Back to the ol’ grindstone
Well I did it. I finally wrote the text to the ex and my sister.
A little back ground, my ex has been the worst, not about the kids or anything, but the total 180 she has done. Now before I get the usual ex stories, this is totally a personal thing. When you’re with a person throughout years of some very traumatic shit like we were (deaths, accidents, and such) to end things in a blindsided way without even an explanation is just fucked. My sister, well since day one has made this all about her and how it effects her life, no once offering a shoulder to cry on or a hug or a kind word or visit. I still remember how she once said that I was making my divorce “all about yourself.” OH, and how my brother in law literally threatening me to stop talking to her, because she didn’t need anymore grief then what she already had…

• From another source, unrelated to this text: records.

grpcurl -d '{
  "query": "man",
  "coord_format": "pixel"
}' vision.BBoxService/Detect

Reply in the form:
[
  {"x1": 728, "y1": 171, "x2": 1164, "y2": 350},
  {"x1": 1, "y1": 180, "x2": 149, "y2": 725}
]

Well the few times I have been able to communicate with her was always meant with the “if it’s not about the kids, then don’t contact me or I will have you arrested for harassment.” I KNOW, really. I wasn’t texting and calling 24/7 every minute, but I had my low points where I thought the old her could be reasoned with, sue me..
Anyway, I was supposed to take my one son last weekend. I sent a text asking if there was anything going on, he’s the active one with clubs and such… No answer. I talked with my oldest and he told me their Aunt, my sister, had plans for him. A slight anger grew, but the boys always get spoiled so, I kind of let it go. Sunday rolls and around and I find out their Aunt never showed to Sunday afternoon, I would have him home by then, so whole wasted weekend where I sat around depressed and lonely wishing my marriage didn’t end and dwelling on another alone Christmas.
Needless to say this “snapped” my common sense so I drafted the text to end all text and sent it as a group message to them both so they would see the shit I go through because of the both of them and ask I expected, nothing. Not even a hate answer but, I know they both received it and I have a little less weight hanging on me. It’s not like I haven’t lost them in my life already….
You’ve done everything possible to get an explanation out of them. You deserve that much.